Muruganantham began thinking about sanitary pads when he realized his wife wasn’t one of the fortunate few. “I saw that my wife was carrying something. She was trying to hide it. So I asked her what it was and she said, ‘None of your business’.”
His wife eventually admitted to him that she was using an old rag to absorb the blood when she had her period. “I saw immediately that it was a cloth so dirty I wouldn’t use it to clean my two-wheeler,” Muruganantham says.
Awareness of the importance of feminine hygiene is low in India partly because the topic is such a taboo. In parts of the country, menstruating women are seen as unclean and forced to live away from the community for a number of days. And it’s common to use old bits of cloth, sticks and even rocks instead of sanitary pads or tampons.
When Muruganantham scolded his wife for using the dirty cloth she explained that sanitary pads were too expensive. “She said she knew about sanitary pads, but if she and women like her started buying them, then they couldn’t buy milk or food.”
For Muruganantham this was a call to action. He began experimenting with sanitary pads and making his own. “I wore a sanitary pad in panties and I made an artificial uterus out of football. I put goat's blood in the bladder and attached it to the panties. Whenever I walked or cycled I'd give the bladder a quick press and blood would go onto the napkin.”

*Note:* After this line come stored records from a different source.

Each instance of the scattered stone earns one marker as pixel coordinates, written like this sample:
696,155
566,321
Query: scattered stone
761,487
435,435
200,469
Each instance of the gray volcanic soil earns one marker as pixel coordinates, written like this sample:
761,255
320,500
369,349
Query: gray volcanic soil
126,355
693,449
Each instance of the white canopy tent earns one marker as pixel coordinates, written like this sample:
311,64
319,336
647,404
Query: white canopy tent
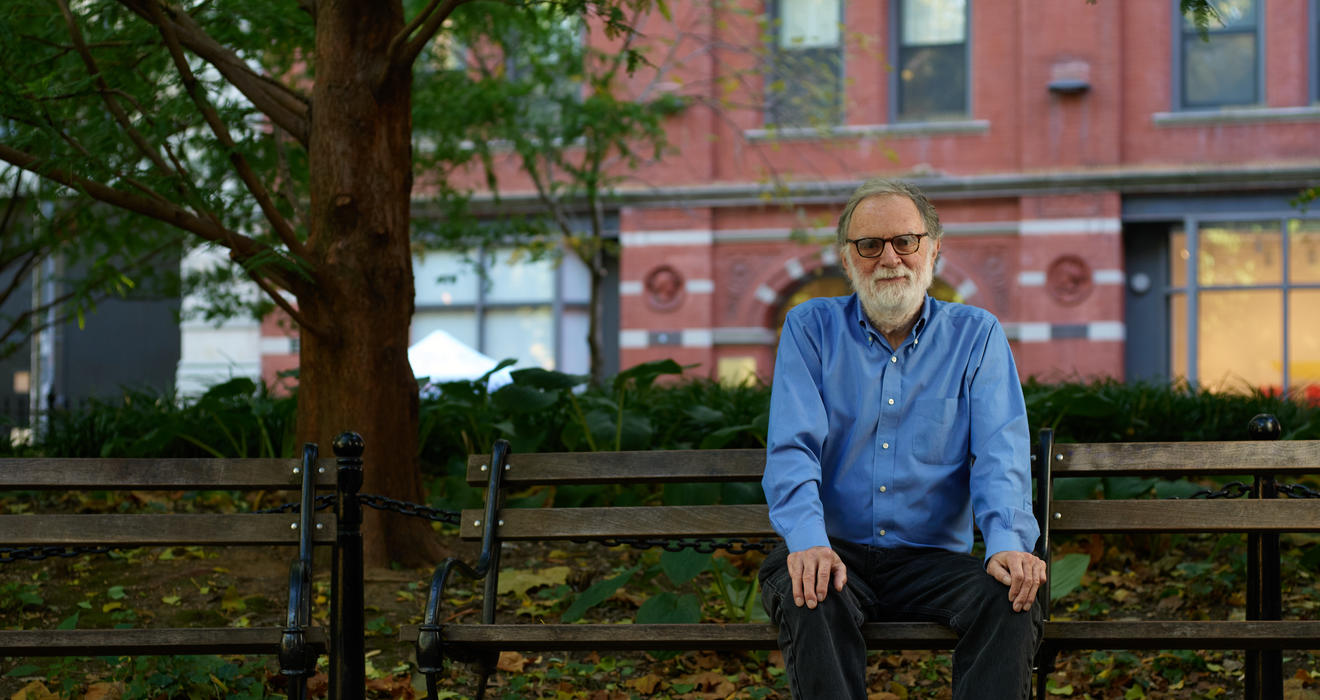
444,358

Muruganantham’s obsession with sanitary pads caused problems. After a couple of hours the goat’s blood began to stink and it also leaked onto his clothing. Some of his neighbours thought he had an infectious disease and he was cast out of his village. And when he started giving his experimental sanitary pads to female medical students to try out, his wife left him.
But the setbacks didn’t discourage Muruganantham. Instead of wearing the pads himself, he decided to start collecting and examining used pads from the medical students. This led him to the crucial breakthrough.
“I discovered that pads are not made of ordinary cotton, which releases liquid under pressure but instead, the pads contain cellulose derived from pinewood, which absorbs fast and retains liquid under pressure,” he says.
Once Muruganantham figured out how he could make proper sanitary pads, he began trying to come up with a way to mass-produce the pads cheaply.
After four years trying, Muruganantham came up with a simple machine that could make the pads on a kitchen table, instead of in a factory with multi-million dollar equipment. Muruganantham’s mini sanitary pad machine costs around 1600 US dollars and can be used to produce around 120 pads an hour.
Now, Muruganantham has sold more than 600 of his machines across India. This has not only made it easier for poor women to get hold of proper sanitary pads, it’s also provided some of them with jobs making the pads. And Muruganantham’s wife and village have both taken him back.